The alignment includes all protein sequences from unreported phylogenetic groups and representative sequences of AMPA, Kainate, Delta and NMDA receptor subunits. Unclassified non-bilateral proteins from porifers, placozoans and cnidarians from the AKDF subfamily are labeled as AKDF*. iGluR residues are shadowed as follows: yellow for cysteines and red and light blue for acid and basic residues, respectively. The characteristic insertion in the M1-M2 intracellular loop presented by Epsilon subunits is highlighted by a black frame. The Q/R (Q586) and the Q/R +4 sites, involved in calcium permeability and polyamines block of some AMPA and Kainate receptors, are indicated by a black frame. Protein numbering corresponds to mature rat GluA2 sequence. Higher amino acid conservation is represented by increasing intensity of blue background and by a bar chart at the bottom. Figure was prepared with Jalview v2.10.4b1 (Waterhouse et al., 2009).

Figure 1—figure supplement 5. Multiple protein alignment of iGluR residues involved in ligand-binding.

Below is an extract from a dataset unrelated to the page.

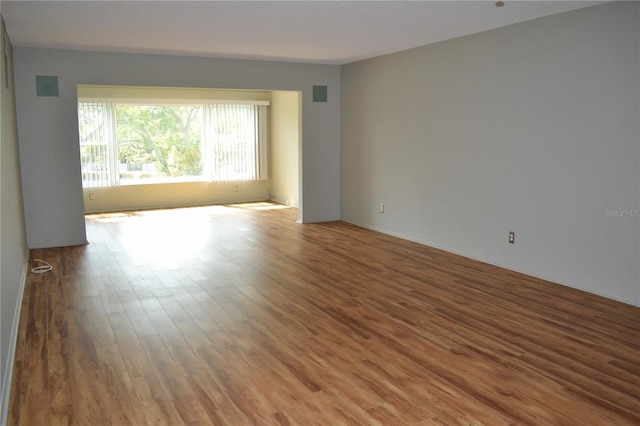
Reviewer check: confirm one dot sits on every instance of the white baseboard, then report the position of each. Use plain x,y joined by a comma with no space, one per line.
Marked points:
6,385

Protein sequences shown belong to unreported phylogenetic groups (with the exception of Epsilons from ctenophores, which have been described previously [Alberstein et al., 2015]). Representative sequences for AMPA, Kainate, Delta and NMDA classes are also shown. Unclassified non-bilateral proteins from porifers, placozoans and cnidarians from the AKDF subfamily are labeled as AKDF*. Residue numbering is shown on top and corresponds to mature rat GluA2 sequence. Residues involved in agonist binding are highlighted by a black frame. Of these, residue 450 is involved in Van-der-Waals interactions with the α-carbon, residues 485 and 654 engage in electrostatic interactions with the α-carboxyl group, residues 478, 480 and 705 form interactions with the α-amino group and residues 653, 655 and 704 contact the amino acid side chain. iGluR residues are shadowed as follows: red for acid residues and light blue for basic ones. Higher amino acid conservation is represented by increasing intensity of blue background and by a bar chart at the bottom. Agonist selectivity is indicated at the right. Overall prediction is based on sequence similarity with vertebrate proteins, but in particular considers the following sequences: (Fonnum, 1984) similarity with the M. leidyi GluE13_Mle sequence (gene reference ML05909A), (Danbolt, 2001) similarity with H. sapiens GluN3A sequence, (Pascual-Anaya and D'Aniello, 2006) similarity with H. sapiens GluN1 sequence (Sobolevsky et al., 2009) similarity with AMPA receptor subunits sequence and (Conn and Pin, 1997) similarity with M. leidyi GluE7_Mle (gene reference ML032222a). Protein sequences with changes predicted to abolish binding to the α-amino (No α-NH2) or α-carboxyl (No α-COOH) group are also indicated. For some sequences a reliable prediction cannot be made, these are labeled as ‘Unknown’. Figure was prepared with Jalview v2.10.4b1 (Waterhouse et al., 2009).